EZ’s Woodshed was opened last January by Gordon Polatnick, a jazz tour guide in Harlem since 1997. The club is on Seventh Avenue between 131st and 132nd Streets, a stone’s throw from the site of the legendary “Tree of Hope,” which musicians rubbed for good luck.
At the Sunday jazz brunch, the crowd is eclectic. Among the patrons are young children, elderly churchgoers stopping in after service, hip younger residents and European tourists who happened to chance upon the storefront location.
The club consists of two rooms with custom-made wood interiors. In the back room, jam sessions take place every evening until 8 p.m. Among the musicians who have played EZ’s are pianist Eric Reed and pianist and vocalist Rudel Drears.
Nearby on the Swing Street stretch is the American Legion Post. Energetic impromptu jazz jam sessions have been taking place for decades at this underground club frequented by veterans.
Farther north on Edgecombe Avenue in a building once occupied by many Harlem Renaissance luminaries, including Count Basie, is Marjorie Eliot’s Parlor Entertainment.

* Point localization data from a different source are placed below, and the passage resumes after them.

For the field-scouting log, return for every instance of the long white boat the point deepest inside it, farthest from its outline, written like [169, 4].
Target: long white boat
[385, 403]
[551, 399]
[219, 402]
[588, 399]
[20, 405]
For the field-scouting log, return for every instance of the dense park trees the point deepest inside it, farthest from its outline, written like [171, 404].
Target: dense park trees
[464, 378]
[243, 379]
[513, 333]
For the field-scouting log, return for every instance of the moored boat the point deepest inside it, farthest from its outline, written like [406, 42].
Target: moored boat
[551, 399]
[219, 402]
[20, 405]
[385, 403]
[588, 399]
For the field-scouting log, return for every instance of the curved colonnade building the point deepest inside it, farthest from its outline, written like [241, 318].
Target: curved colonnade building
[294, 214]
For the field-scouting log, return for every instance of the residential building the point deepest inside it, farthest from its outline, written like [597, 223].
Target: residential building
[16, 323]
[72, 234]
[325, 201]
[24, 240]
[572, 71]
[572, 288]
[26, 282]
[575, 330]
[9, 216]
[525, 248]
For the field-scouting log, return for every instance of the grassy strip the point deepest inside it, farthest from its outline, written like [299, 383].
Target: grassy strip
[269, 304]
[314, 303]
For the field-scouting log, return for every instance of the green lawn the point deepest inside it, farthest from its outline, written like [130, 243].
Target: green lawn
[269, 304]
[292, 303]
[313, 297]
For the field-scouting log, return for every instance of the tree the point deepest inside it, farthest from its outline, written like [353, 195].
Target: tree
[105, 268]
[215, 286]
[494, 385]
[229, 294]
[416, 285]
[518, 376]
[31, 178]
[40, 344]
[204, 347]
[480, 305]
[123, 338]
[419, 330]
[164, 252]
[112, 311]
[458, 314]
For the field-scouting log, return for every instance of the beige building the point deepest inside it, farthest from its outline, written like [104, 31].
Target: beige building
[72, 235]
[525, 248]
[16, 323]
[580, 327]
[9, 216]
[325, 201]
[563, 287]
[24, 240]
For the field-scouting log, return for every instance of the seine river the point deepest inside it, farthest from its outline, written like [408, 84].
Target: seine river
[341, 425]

For more than a decade, Eliot, herself a singer, has held Sunday sessions in the living room of her apartment. Sitting on folded chairs and crammed in hallways, visitors take in highly spirited performances and leave money in the tip jar before they leave.
Also on Swing Street is Bill’s Place, another new salon-style venue. Opened in January by Bill Saxton, the locally born and bred saxophonist, the brownstone has history that stretches back to the Harlem Renaissance.
Every Friday Saxton and his quartet play two sets starting at 10 p.m. in the ground floor's 1920s parlor, which can hold up to 45 people.
Malcolm Punter, a 36-year-old asset manager who was born in Harlem Hospital and grew up in the neighborhood, believes that the new venues could represent the start of a new jazz revival.
“I grew up hearing my parents talk about Minton’s Playhouse, Connie’s and other legendary clubs,” said Punter, a regular at EZ’s. “But my generation missed out on all that.”